The Soul Searcher
“God cannot be seen. He is in the dark faith.“
No one understand the dark night of the soul better than people recovering from life-threatening addictions. My own addiction in the past finally brought me down to my knees. It was only because of addiction that I discovered the true depths and longings for my soul. It is in the dark, that I began to see. And it is only in the dark, that I began to seek inner truth.
Often with a sense of doubt or negative undertone, many come to me with queries on “darkness” with prejudgments that it is related to something revolting, alike a haunted film filled with nightmares, ghosts and goblins, blood and gruesomeness. Yes, darkness may not be beautiful. Yet, beauty is not necessarily real either. To distinguish between reality and beauty, sometimes it lies in that one fine line: between the dark and light.
Through the journey of darkness, my masks unveiled. Every obstacle allows me to peel off a layer of shade at a time, revealing more and more of my true colors. As I peel off these layers, the world becomes transparent. I see the masks others’ put on to hide their insecurities and inner-terror. Some choose to hide behind their professions, their education, their knowledge. Some choose to turn their heads away and stand as far as possible as they are terrified to see what their inner-world actually looks like. The most destructive of all are the ones who choose to hide behind their talents, where “Art” becomes a tool to lie about who they actually are. So visible is the world, yet with uncountable lost souls…

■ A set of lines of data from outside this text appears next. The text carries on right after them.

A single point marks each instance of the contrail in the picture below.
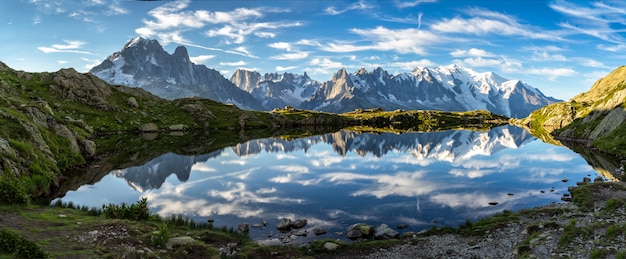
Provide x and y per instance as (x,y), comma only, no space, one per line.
(419,20)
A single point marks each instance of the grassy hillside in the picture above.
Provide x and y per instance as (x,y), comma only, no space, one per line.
(597,116)
(53,122)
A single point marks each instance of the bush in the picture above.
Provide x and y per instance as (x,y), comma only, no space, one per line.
(12,191)
(13,243)
(137,211)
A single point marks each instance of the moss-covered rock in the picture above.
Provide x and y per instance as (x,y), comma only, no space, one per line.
(597,116)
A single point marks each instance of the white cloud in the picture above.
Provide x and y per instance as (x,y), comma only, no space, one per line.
(235,25)
(551,73)
(473,52)
(281,68)
(410,65)
(361,5)
(413,3)
(308,43)
(290,56)
(486,22)
(383,39)
(482,62)
(592,63)
(70,46)
(545,56)
(280,45)
(201,59)
(325,63)
(233,64)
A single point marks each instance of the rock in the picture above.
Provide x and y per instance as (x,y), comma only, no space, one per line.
(385,232)
(284,224)
(178,241)
(149,127)
(299,223)
(132,102)
(319,231)
(360,230)
(243,227)
(330,246)
(178,127)
(88,147)
(301,233)
(5,148)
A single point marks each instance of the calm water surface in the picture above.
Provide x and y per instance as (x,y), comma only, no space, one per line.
(335,180)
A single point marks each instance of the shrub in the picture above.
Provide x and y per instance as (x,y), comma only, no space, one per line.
(137,211)
(13,243)
(12,191)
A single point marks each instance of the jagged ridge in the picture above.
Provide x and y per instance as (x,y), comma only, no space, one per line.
(598,115)
(144,63)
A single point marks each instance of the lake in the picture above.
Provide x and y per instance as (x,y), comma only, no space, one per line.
(338,179)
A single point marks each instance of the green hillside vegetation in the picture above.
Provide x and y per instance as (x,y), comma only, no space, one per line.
(53,122)
(597,116)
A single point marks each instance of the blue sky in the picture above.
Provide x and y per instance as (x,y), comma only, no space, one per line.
(560,47)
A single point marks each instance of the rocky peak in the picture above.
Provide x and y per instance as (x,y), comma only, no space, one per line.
(361,71)
(342,73)
(245,80)
(140,42)
(181,54)
(4,66)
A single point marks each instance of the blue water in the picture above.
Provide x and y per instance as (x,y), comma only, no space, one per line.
(338,179)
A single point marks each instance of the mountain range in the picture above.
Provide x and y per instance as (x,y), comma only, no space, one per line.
(144,63)
(455,146)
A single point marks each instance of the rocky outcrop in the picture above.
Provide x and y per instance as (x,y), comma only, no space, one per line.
(598,115)
(143,63)
(447,88)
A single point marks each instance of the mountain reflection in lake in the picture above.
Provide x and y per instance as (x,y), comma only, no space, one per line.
(338,179)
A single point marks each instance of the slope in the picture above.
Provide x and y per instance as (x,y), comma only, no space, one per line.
(597,116)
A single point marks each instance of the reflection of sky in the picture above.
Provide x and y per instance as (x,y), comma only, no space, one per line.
(335,191)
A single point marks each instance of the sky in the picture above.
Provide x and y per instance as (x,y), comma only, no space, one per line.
(559,46)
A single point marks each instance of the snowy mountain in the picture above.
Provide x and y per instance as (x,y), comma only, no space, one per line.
(275,90)
(449,88)
(451,145)
(455,146)
(143,63)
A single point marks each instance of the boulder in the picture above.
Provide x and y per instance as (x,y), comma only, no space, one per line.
(299,223)
(88,147)
(319,231)
(301,233)
(284,224)
(360,230)
(132,102)
(243,227)
(149,127)
(330,246)
(178,127)
(385,232)
(178,241)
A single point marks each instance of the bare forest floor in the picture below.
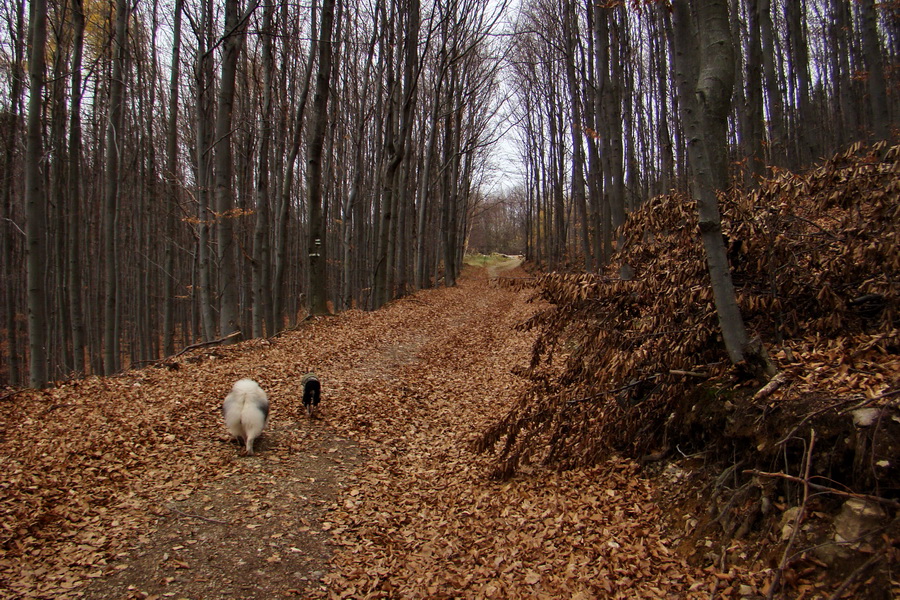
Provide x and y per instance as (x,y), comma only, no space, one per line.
(128,487)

“Darkness” to me now has transformed throughout this past decade. It is about seeking solitude and finding inner peace. Being in the dark literally means being in total darkness where nothing is visible to the eye, and that there are absolutely no distractions whatsoever. You can only rely on your inner-senses. To listen intently to your heart, and to be fully present with yourself, alone. Darkness became my infinity to seek for the light, enduring happiness, hope and peace. Deep, painful emotions become the perfect circumstances for me to become a more truthful version of who I already am. Being in the dark allows me to feel my strong feelings and emotions. It allows me to truly accept that in all that I am experiencing in life, I am a human being, with flesh & blood and a soul.
And it is in the dark, that I began my conversations with God.